# 6-10 catfish tournament stocked lorain county



## SteelNTime (Jun 27, 2004)

Not sure if you guys know were Katina Lake is but it is in North Ridgeville, off of Center ridge rd, used to be stocked years ago with Cats, Walleye, Bass and Trout. We are organizing a Stocking of 300 lbs of Channel cat in the 2-5 lb class, and Blue Cats in the 5 - 20 lbs class. We plan to have an allnight tournament Friday, June 10th from 7PM to 7AM Sign Up at 5PM. Katina Lake also has a full Night Club that will be open until 2AM that night. Cost to enter the tournament is $20 with %50 being paid back out for largest catfish. Also trying to put together a youth fishing derby with more details to come.

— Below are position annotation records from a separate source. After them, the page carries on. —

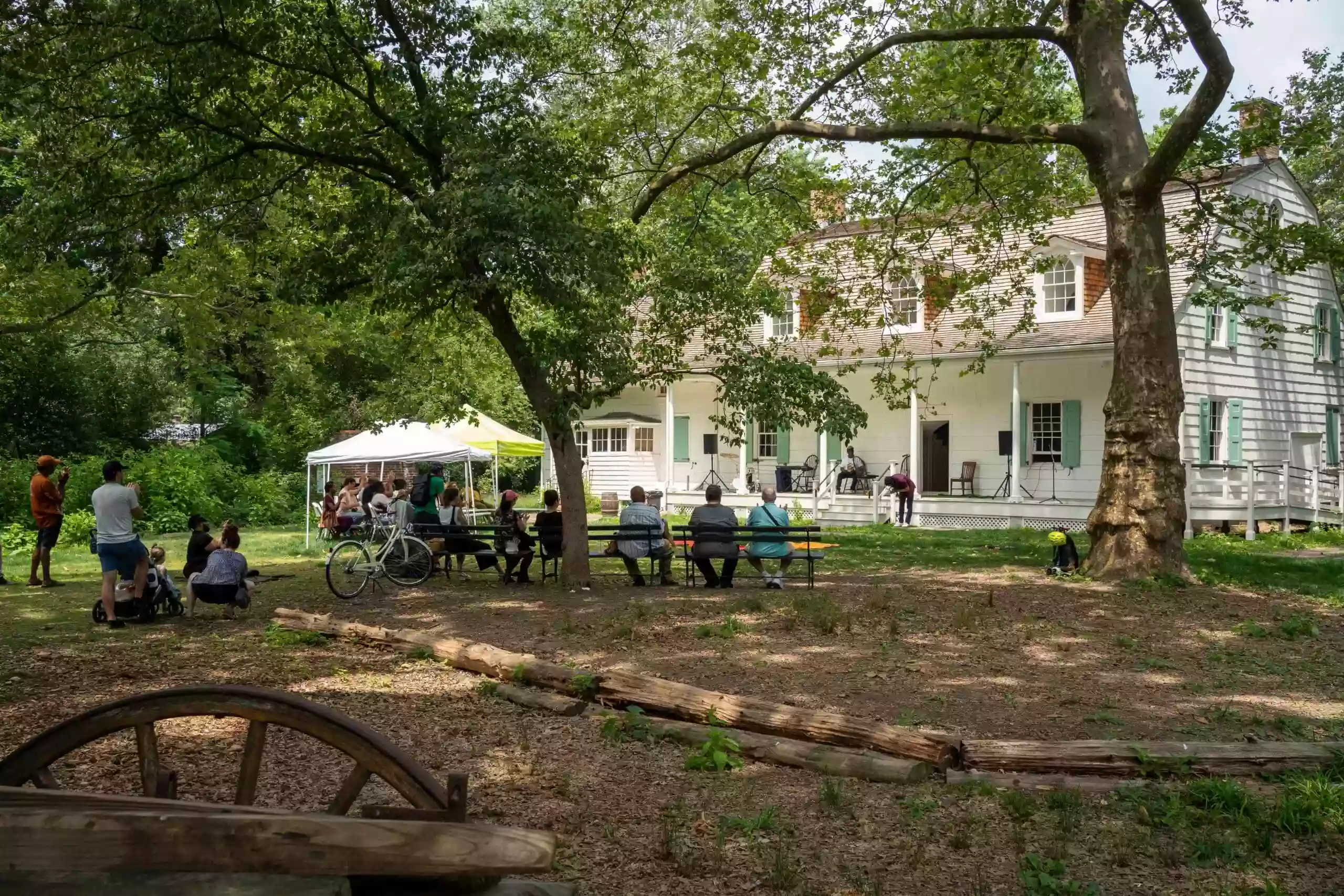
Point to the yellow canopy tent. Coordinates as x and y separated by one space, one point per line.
491 436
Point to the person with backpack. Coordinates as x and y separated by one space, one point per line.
769 544
425 491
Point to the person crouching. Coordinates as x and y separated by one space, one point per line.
225 579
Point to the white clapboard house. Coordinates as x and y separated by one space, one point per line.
1266 418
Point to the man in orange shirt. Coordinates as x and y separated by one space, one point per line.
45 499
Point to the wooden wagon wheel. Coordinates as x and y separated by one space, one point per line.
261 707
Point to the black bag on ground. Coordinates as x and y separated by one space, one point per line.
420 489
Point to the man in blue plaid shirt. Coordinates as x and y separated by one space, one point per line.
637 515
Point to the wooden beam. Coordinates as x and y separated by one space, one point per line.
658 695
311 844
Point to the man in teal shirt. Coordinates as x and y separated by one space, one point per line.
768 544
428 512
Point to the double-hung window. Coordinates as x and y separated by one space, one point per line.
768 441
904 305
1047 431
1059 291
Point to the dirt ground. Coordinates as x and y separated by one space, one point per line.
995 653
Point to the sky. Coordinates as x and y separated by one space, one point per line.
1265 54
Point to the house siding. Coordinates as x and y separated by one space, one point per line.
1284 390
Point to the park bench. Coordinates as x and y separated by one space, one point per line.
435 532
604 535
804 539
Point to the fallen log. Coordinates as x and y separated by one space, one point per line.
841 762
764 716
472 656
1009 781
154 841
1143 758
560 704
658 695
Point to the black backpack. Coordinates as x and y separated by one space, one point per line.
420 491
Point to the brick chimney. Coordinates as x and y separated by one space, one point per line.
1260 133
827 207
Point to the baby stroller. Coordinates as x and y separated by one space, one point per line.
158 598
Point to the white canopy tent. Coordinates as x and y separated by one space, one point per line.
404 441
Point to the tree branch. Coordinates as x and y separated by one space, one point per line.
1055 133
1184 131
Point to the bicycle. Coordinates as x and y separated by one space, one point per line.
387 553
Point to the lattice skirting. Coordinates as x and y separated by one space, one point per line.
965 522
961 522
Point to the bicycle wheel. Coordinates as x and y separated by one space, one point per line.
409 562
347 570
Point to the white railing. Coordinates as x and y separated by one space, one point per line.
1277 492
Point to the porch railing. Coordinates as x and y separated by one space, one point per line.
1278 492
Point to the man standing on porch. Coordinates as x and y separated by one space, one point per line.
769 544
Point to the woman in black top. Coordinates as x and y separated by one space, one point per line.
514 542
550 524
198 546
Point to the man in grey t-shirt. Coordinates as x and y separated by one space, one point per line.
116 507
710 543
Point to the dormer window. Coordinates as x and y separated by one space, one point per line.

If you would like to know more or need directions please email me @ [email protected] Hope to see you there, if the turn out is good we will be stocking and having tournaments regularly.


----------



## rockbass (Apr 16, 2004)

Just wondering where these "stocked fish" come from.....Hatcheries?


----------



## SteelNTime (Jun 27, 2004)

Yes the Fish are being brought in from a hatchery a week prior to the tournament and I will be posting photos of the stocking.


----------



## SteelNTime (Jun 27, 2004)

Below is link to Katina Lake, on mapquest, the actual address is there when coming there the road that leads to Katina lake is just next to A&C Tire, sign on road says sebastians nite club, if you still need more info please just email me http://www.mapquest.com/maps/map.ad...ge+Rd&city=north+ridgeville&state=oh&zipcode=


----------



## SteelNTime (Jun 27, 2004)

Mapquest link is dead so here is the address
39421 Center Ridge Rd North Ridgeville, OH 44039-2748, US


----------



## SteelNTime (Jun 27, 2004)

These are just afew of the fish we stocked, avgerage was 3 pounds but these are some of the larger fish, the largest here was 15 lbs. Dontmind the grass on the catfish just had mowed and layed them down prior to picture and did not take the time to wet em before picture.


----------